一般的に食塩の含有量が少なくなると、保存性が落ちてしまいます。例えば、この66%カットしょうゆより食塩濃度が高いヤマサ昆布つゆでさえ、開封後は冷蔵保存を勧めています。
そんな中で工夫と科学で保存性を高めた製品には称賛を送りたいですね。人類の勝利だ!
欠点としては値段が高いという事が挙げられます。
| 価格 | 100mlあたり 価格 | |
|---|---|---|
| 特選丸大豆 しょうゆ 1L | 572円 | 57円 |
| 超減塩しょうゆ 食塩分66%カット 450ml | 455円 | 101円 |
容器代なども込みでしょうからやむを得ない部分もありますが、日常使いの食品が高いのは困りものです。
それに、極端な言い方をすれば食塩を控えたければ普通の醤油をちょっと使えばいいだけなんですよね。減塩醤油は少ない分量でも風味が感じられる工夫はされていますが、使い分けについては考えたほうがよいでしょう。
刺し身や冷奴など、醤油の風味を直に楽しむ料理であれば減塩醤油のメリットは大いに味わせるかもしれません。しかし、煮込み時間が長く風味が飛びがちな煮物は、普通の醤油を少ない分量で使用するのが合理的だと思います。
方法2:調味料をたくさん使わずに済むような容器の使い方
前述の通り、66%減塩の醤油を使うのも、普通の醤油の使用量を半分にするのも、効果は変わりないのです。であれば、調味料をたくさん使わないように気をつけることも重要です。
しかし「気をつける」という曖昧な目標では、実際に食塩を減らせるひとは稀でしょう。食行動を減らすためには環境を変えることが効果的です。今回は塩の容器や醤油差しを変えてみることをご提案します。

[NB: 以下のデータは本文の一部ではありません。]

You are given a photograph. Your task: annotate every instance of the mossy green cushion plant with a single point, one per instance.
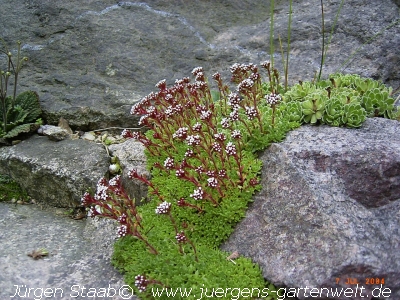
(18, 113)
(202, 154)
(342, 100)
(11, 190)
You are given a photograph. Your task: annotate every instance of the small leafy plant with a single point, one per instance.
(342, 100)
(18, 114)
(201, 150)
(9, 190)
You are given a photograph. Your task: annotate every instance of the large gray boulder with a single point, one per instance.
(328, 208)
(91, 60)
(55, 173)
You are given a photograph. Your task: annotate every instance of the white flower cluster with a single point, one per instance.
(197, 126)
(197, 70)
(122, 230)
(169, 111)
(273, 99)
(180, 237)
(122, 218)
(161, 84)
(143, 119)
(245, 85)
(219, 137)
(193, 140)
(180, 133)
(205, 115)
(234, 100)
(251, 112)
(163, 208)
(216, 147)
(199, 169)
(234, 115)
(212, 182)
(115, 181)
(222, 173)
(197, 194)
(141, 283)
(225, 123)
(180, 173)
(189, 153)
(101, 191)
(236, 134)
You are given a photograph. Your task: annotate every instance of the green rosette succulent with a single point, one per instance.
(365, 84)
(300, 91)
(314, 106)
(354, 115)
(377, 103)
(293, 111)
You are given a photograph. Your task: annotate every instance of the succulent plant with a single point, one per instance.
(354, 115)
(293, 111)
(313, 107)
(334, 111)
(377, 103)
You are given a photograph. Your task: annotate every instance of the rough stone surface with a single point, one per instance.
(54, 133)
(55, 173)
(328, 208)
(91, 60)
(78, 256)
(131, 156)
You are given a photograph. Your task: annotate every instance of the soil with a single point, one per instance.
(75, 268)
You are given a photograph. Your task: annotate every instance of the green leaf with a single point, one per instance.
(29, 102)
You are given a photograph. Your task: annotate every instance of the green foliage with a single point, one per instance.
(377, 103)
(23, 117)
(342, 100)
(314, 106)
(173, 240)
(9, 189)
(16, 112)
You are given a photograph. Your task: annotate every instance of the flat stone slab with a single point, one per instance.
(55, 173)
(76, 261)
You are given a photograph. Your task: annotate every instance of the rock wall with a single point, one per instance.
(91, 60)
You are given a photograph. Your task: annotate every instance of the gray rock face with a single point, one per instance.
(328, 208)
(131, 156)
(90, 61)
(78, 260)
(55, 173)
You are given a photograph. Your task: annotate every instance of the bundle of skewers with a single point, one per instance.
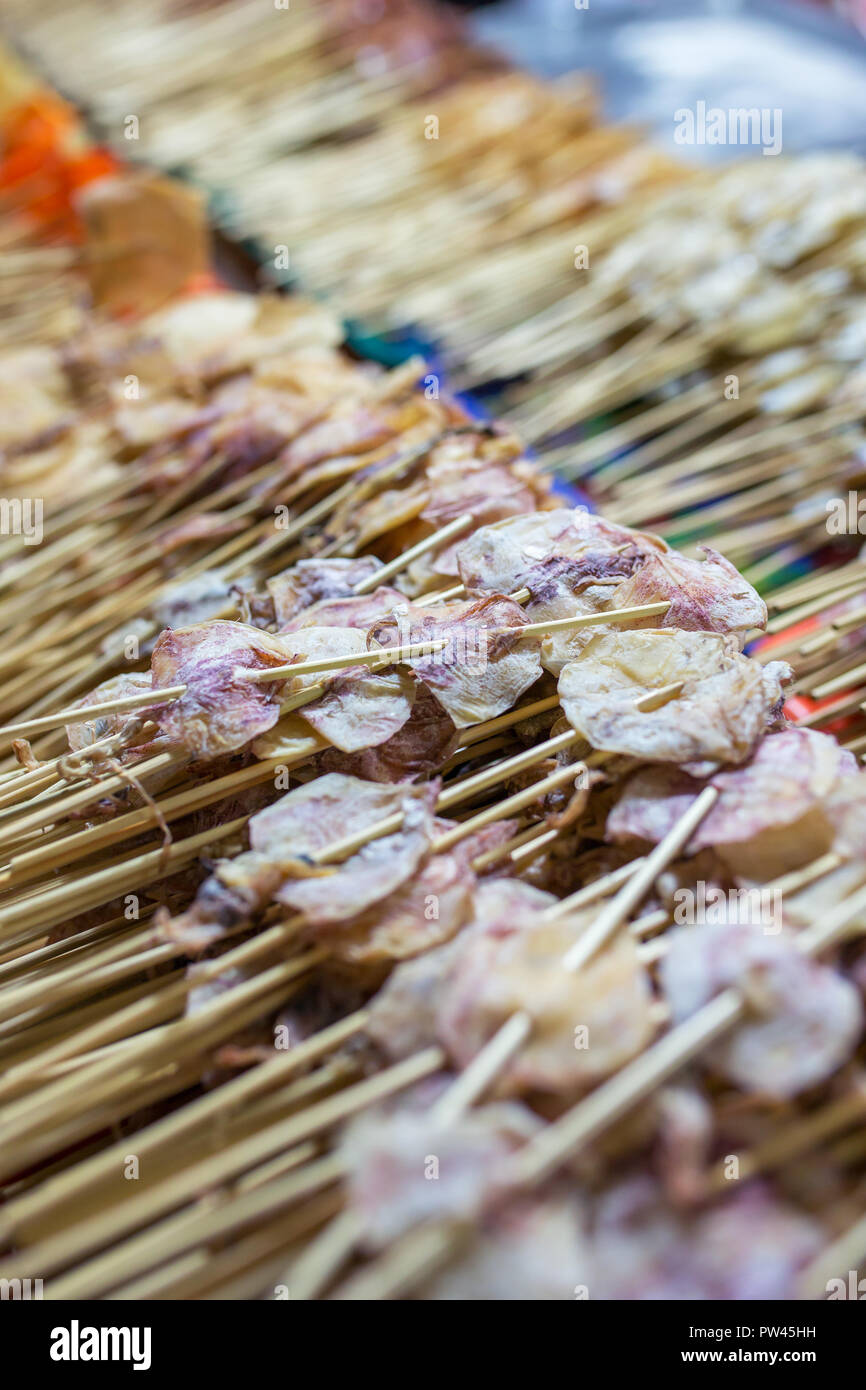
(410, 887)
(364, 150)
(685, 345)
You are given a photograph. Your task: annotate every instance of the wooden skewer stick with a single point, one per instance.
(376, 656)
(150, 1204)
(834, 1262)
(414, 552)
(398, 653)
(562, 624)
(591, 1116)
(89, 712)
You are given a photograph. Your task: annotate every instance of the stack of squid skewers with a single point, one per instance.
(410, 888)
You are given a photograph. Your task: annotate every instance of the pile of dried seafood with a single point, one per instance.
(427, 895)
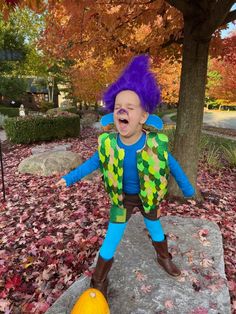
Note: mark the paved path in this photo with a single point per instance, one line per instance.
(228, 120)
(2, 135)
(220, 119)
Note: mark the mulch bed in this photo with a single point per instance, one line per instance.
(49, 236)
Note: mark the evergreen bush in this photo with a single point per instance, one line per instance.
(55, 111)
(10, 112)
(30, 129)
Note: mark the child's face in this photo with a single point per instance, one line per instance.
(129, 116)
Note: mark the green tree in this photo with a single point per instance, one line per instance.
(20, 34)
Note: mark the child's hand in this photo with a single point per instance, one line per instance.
(61, 183)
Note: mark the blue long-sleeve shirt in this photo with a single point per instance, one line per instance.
(130, 175)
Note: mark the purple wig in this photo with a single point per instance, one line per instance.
(138, 78)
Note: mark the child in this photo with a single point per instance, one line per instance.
(135, 165)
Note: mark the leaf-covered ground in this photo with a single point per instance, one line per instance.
(48, 237)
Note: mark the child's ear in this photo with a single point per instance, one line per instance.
(144, 117)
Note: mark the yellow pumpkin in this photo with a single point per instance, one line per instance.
(107, 127)
(91, 301)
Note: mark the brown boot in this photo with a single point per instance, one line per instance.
(99, 278)
(164, 258)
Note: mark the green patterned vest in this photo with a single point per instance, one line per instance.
(152, 164)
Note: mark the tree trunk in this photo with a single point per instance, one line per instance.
(191, 107)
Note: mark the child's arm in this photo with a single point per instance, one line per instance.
(180, 177)
(81, 171)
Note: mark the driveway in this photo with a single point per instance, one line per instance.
(220, 119)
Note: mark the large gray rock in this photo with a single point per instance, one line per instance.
(139, 286)
(50, 163)
(48, 148)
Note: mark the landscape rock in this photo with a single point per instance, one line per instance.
(138, 285)
(50, 163)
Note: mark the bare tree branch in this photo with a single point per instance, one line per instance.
(173, 40)
(230, 17)
(217, 16)
(183, 6)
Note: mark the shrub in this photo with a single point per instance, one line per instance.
(55, 111)
(229, 152)
(44, 106)
(10, 112)
(29, 129)
(2, 119)
(213, 157)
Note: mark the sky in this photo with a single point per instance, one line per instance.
(232, 26)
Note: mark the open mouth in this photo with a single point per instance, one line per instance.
(123, 121)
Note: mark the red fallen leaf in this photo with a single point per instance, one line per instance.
(146, 289)
(4, 305)
(3, 269)
(3, 294)
(46, 241)
(13, 282)
(28, 308)
(93, 239)
(200, 310)
(169, 304)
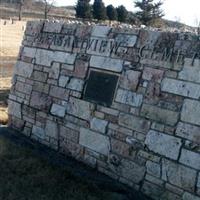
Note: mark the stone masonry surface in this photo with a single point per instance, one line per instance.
(149, 137)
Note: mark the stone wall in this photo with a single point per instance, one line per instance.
(121, 100)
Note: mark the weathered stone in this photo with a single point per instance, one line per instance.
(159, 114)
(40, 101)
(14, 109)
(75, 84)
(44, 57)
(130, 98)
(178, 175)
(98, 125)
(100, 31)
(190, 111)
(152, 74)
(79, 108)
(181, 88)
(190, 73)
(163, 144)
(51, 129)
(153, 168)
(189, 132)
(190, 159)
(95, 141)
(29, 52)
(132, 171)
(58, 110)
(130, 80)
(23, 69)
(63, 81)
(106, 63)
(134, 123)
(54, 71)
(188, 196)
(38, 132)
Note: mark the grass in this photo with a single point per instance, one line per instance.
(25, 176)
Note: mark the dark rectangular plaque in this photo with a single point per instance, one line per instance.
(100, 88)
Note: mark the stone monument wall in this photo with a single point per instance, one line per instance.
(124, 101)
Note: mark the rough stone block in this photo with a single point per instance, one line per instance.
(14, 109)
(189, 196)
(190, 159)
(23, 69)
(163, 144)
(134, 123)
(51, 129)
(110, 64)
(54, 71)
(190, 111)
(128, 97)
(79, 108)
(181, 88)
(189, 132)
(178, 175)
(159, 114)
(98, 125)
(58, 110)
(94, 141)
(152, 74)
(130, 79)
(153, 168)
(75, 84)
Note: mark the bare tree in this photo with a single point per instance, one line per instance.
(47, 6)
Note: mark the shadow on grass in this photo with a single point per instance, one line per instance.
(26, 176)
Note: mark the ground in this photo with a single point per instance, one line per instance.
(30, 171)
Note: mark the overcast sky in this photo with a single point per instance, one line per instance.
(186, 11)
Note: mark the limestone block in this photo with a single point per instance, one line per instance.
(94, 141)
(38, 131)
(58, 110)
(130, 79)
(190, 111)
(54, 71)
(79, 108)
(134, 123)
(188, 196)
(14, 109)
(29, 52)
(40, 101)
(51, 129)
(132, 171)
(75, 84)
(152, 74)
(23, 69)
(110, 64)
(181, 88)
(98, 125)
(100, 31)
(64, 57)
(44, 57)
(153, 168)
(126, 40)
(178, 175)
(159, 114)
(190, 159)
(189, 132)
(163, 144)
(52, 27)
(63, 80)
(130, 98)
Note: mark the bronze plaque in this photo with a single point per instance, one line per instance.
(100, 88)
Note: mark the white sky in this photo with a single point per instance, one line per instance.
(186, 11)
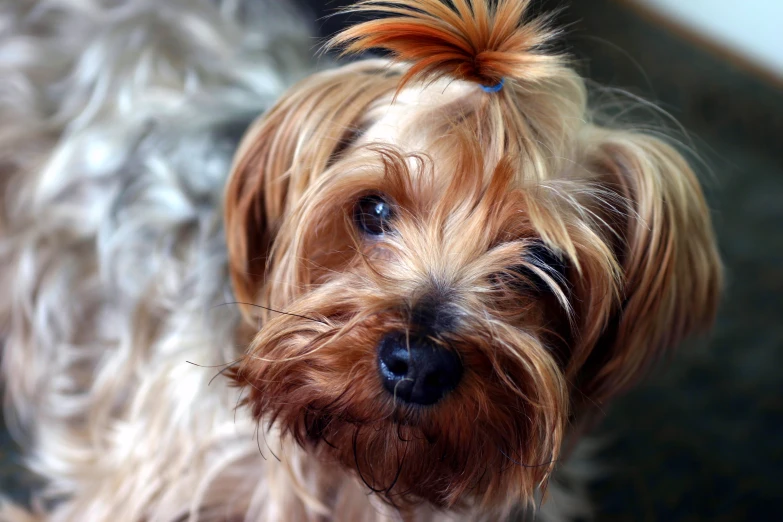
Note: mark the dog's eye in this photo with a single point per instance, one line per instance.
(372, 215)
(547, 262)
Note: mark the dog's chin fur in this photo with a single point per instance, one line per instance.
(118, 125)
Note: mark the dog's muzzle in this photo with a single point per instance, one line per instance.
(416, 371)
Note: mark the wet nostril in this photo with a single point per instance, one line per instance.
(416, 371)
(397, 367)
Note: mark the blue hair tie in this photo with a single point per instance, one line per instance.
(493, 88)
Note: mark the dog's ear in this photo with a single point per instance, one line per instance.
(664, 242)
(280, 156)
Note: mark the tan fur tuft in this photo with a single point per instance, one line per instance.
(482, 42)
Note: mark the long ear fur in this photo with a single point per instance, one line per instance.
(280, 156)
(667, 248)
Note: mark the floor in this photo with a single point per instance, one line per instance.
(702, 440)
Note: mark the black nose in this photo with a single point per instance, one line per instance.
(415, 370)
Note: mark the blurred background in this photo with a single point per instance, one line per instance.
(702, 440)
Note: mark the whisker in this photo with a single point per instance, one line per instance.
(272, 310)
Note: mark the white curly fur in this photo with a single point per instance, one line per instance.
(118, 121)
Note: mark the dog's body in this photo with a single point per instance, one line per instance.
(117, 129)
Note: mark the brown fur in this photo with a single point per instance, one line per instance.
(477, 180)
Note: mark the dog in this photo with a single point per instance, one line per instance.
(406, 297)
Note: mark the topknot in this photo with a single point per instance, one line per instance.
(482, 41)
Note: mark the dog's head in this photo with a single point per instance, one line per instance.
(459, 260)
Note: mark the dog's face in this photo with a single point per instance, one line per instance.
(450, 277)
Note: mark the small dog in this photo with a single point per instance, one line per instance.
(443, 268)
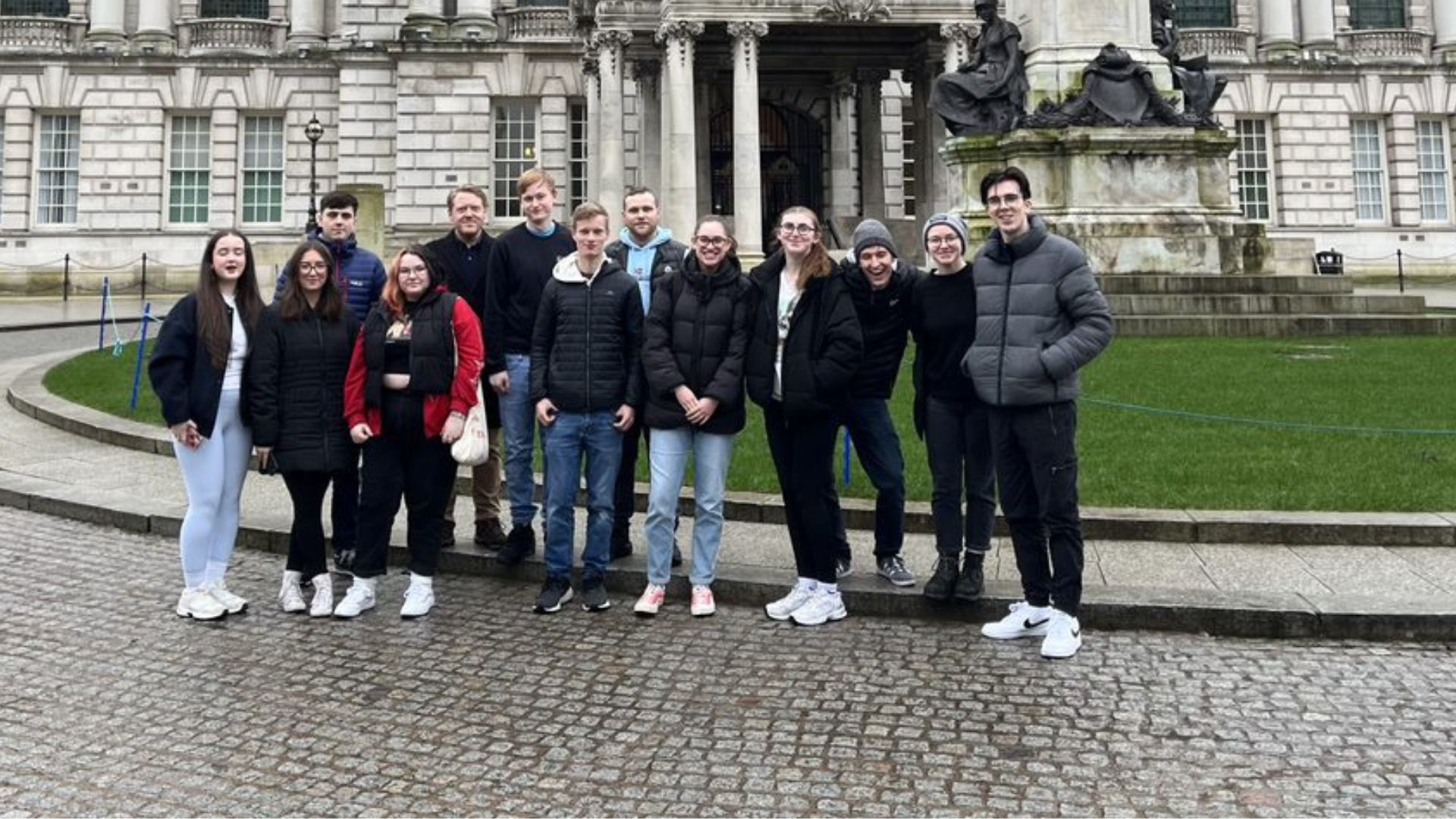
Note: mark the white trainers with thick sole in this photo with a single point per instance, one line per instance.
(1024, 620)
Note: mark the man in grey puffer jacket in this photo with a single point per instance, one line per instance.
(1040, 318)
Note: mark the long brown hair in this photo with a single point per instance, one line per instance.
(816, 262)
(394, 297)
(294, 303)
(213, 324)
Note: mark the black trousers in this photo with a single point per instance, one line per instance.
(1037, 468)
(804, 457)
(403, 464)
(306, 553)
(959, 447)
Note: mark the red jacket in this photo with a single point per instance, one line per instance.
(463, 392)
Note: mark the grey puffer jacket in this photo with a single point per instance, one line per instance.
(1040, 318)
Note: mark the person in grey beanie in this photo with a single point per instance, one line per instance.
(878, 284)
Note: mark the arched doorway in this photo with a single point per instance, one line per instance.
(791, 156)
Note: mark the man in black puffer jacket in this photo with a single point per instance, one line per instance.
(585, 382)
(880, 286)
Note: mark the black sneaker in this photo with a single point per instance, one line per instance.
(519, 544)
(595, 594)
(973, 579)
(943, 583)
(555, 594)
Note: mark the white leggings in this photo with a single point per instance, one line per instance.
(213, 475)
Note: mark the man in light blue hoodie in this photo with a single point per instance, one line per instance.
(647, 251)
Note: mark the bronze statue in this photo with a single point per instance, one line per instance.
(987, 93)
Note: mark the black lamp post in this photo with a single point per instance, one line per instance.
(315, 131)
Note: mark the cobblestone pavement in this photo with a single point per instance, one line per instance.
(111, 704)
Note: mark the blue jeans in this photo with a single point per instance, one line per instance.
(711, 458)
(571, 436)
(519, 426)
(877, 444)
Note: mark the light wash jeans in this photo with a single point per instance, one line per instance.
(519, 426)
(711, 458)
(213, 475)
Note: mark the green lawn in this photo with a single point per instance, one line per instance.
(1139, 460)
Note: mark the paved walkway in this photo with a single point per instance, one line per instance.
(1231, 588)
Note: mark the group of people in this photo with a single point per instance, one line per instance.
(606, 346)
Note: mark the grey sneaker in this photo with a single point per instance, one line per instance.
(893, 569)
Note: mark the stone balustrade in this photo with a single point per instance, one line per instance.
(232, 36)
(1220, 46)
(1386, 44)
(538, 25)
(50, 36)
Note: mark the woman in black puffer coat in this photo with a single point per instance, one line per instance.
(693, 349)
(296, 395)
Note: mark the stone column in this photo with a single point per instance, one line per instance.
(108, 25)
(475, 22)
(155, 33)
(1277, 28)
(871, 143)
(747, 180)
(647, 74)
(842, 149)
(305, 24)
(612, 169)
(680, 197)
(592, 88)
(1316, 24)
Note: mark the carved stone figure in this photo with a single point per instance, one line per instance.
(987, 93)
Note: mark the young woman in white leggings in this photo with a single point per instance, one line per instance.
(197, 372)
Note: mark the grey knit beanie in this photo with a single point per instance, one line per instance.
(949, 221)
(873, 234)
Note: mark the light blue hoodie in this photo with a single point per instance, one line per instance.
(639, 261)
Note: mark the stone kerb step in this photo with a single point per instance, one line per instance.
(1279, 303)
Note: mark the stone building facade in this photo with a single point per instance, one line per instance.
(140, 126)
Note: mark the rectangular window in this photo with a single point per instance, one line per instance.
(1206, 14)
(190, 177)
(60, 169)
(1378, 14)
(1254, 168)
(1432, 161)
(1367, 159)
(514, 153)
(262, 169)
(577, 159)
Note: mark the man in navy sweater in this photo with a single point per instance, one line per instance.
(522, 264)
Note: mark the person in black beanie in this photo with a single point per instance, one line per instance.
(880, 284)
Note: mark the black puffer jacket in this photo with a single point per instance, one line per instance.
(587, 344)
(296, 391)
(698, 335)
(884, 319)
(821, 352)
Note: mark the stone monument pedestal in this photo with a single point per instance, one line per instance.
(1138, 200)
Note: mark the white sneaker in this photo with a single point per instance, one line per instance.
(704, 604)
(651, 599)
(1024, 620)
(419, 601)
(1063, 637)
(322, 595)
(783, 607)
(232, 602)
(821, 608)
(357, 601)
(197, 604)
(290, 596)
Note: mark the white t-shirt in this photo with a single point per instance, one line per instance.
(788, 299)
(234, 376)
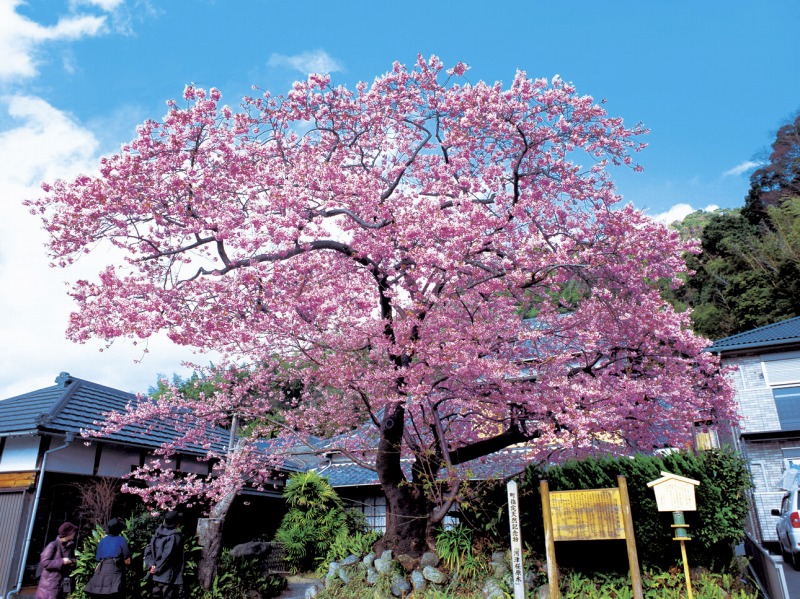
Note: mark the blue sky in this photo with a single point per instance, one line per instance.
(712, 80)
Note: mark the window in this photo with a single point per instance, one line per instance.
(787, 403)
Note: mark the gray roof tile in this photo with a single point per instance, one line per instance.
(73, 405)
(779, 333)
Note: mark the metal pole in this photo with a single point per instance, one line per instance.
(686, 571)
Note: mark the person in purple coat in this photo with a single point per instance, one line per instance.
(57, 561)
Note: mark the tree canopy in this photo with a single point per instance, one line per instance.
(382, 244)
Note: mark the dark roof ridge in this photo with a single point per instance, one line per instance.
(760, 336)
(70, 385)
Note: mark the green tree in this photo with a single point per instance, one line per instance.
(746, 275)
(316, 517)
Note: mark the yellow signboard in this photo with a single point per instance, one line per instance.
(17, 480)
(591, 515)
(594, 514)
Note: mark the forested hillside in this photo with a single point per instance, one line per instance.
(748, 273)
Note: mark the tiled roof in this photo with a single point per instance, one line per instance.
(498, 465)
(73, 405)
(779, 333)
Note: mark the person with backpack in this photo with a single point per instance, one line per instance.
(112, 555)
(163, 558)
(57, 561)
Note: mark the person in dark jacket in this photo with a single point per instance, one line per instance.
(57, 561)
(112, 556)
(163, 558)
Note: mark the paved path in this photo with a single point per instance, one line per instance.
(297, 587)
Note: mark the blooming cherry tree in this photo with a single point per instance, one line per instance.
(445, 261)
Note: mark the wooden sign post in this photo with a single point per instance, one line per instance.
(590, 515)
(516, 541)
(676, 494)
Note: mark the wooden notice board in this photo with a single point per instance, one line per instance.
(17, 480)
(591, 515)
(588, 515)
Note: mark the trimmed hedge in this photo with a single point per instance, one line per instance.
(716, 526)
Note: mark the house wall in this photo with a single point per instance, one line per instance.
(777, 446)
(19, 453)
(754, 396)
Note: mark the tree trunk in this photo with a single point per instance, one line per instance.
(408, 511)
(408, 527)
(209, 533)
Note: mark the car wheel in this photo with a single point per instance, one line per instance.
(795, 560)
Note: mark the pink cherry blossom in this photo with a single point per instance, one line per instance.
(381, 246)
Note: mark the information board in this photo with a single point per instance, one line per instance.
(589, 515)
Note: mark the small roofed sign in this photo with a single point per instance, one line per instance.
(674, 493)
(593, 514)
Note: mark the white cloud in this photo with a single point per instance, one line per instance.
(679, 212)
(20, 38)
(45, 143)
(313, 61)
(106, 5)
(740, 169)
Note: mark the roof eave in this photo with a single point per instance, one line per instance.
(757, 345)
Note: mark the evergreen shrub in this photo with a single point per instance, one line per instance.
(716, 526)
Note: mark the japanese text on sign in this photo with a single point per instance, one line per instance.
(590, 515)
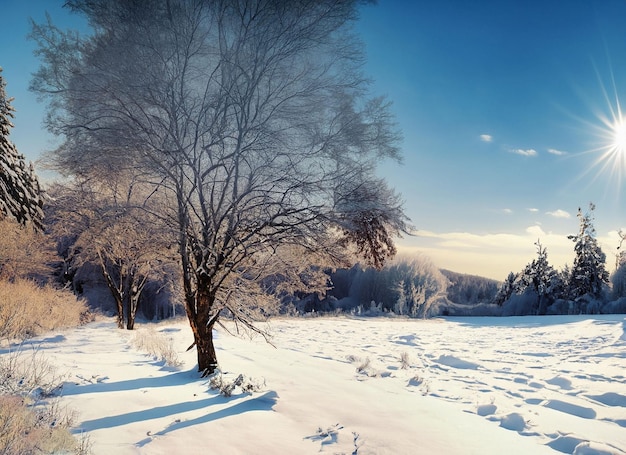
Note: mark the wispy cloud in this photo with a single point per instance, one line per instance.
(525, 152)
(490, 254)
(559, 214)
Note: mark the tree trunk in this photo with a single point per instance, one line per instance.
(202, 327)
(207, 359)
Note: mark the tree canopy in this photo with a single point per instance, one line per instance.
(252, 119)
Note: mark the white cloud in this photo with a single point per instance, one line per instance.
(559, 214)
(527, 152)
(535, 231)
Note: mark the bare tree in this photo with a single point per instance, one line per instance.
(254, 118)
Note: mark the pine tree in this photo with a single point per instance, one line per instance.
(588, 275)
(20, 193)
(507, 289)
(540, 278)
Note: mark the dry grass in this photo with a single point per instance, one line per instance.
(29, 429)
(23, 252)
(31, 421)
(28, 310)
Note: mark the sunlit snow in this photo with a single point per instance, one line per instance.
(523, 385)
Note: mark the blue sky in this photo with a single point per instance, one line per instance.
(501, 104)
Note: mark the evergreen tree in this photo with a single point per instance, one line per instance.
(507, 289)
(540, 278)
(20, 194)
(588, 275)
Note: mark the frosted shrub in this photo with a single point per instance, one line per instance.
(28, 310)
(240, 385)
(405, 361)
(157, 346)
(26, 373)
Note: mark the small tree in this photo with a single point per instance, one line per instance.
(255, 119)
(507, 289)
(20, 195)
(112, 225)
(618, 277)
(588, 274)
(540, 278)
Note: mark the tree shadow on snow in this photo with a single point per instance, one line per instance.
(263, 402)
(168, 380)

穴が 5 つの塩入れと 17 つの塩入れでは使われる塩の量に差が出るか調べた研究があるのですが、なんと使用量に3.3倍もの差が出ていました。我々は何も考えずに同じ回数だけ塩の容器をふってしまうのです! 人類にとって、適量の調味料を振りかける行為は極めて難しい行為であることがわかりますね!
というわけで、素直に道具の力を借りましょう。塩の出口の穴が1~3個しかない調味料入れ、スプレータイプの醤油差しなどが有効でしょう。

また、単純ですが「食卓の上に醤油差しをおいておかない」というのも効果があります。眼の前にいつでも使える調味長をおいておけば、使ってしまいますからね。
あらためて結論
- 日本人は調味料を中心に食塩を摂りすぎている
- 減塩しょうゆは食塩の量を6割程度まで減らせる
- 調味料をかける量・減らす量を調整するのは有効なので容器を変更してみるとよい
改めてまとめますと、うまく工夫して食塩の摂取は減らそうねということです。今回は調味料にフォーカスを当てましたが、塩漬けの魚介類はどうなのか、調味料の種類によって食塩の影響は変わるのか、そうしたところにスポットを当ててみたいと思います。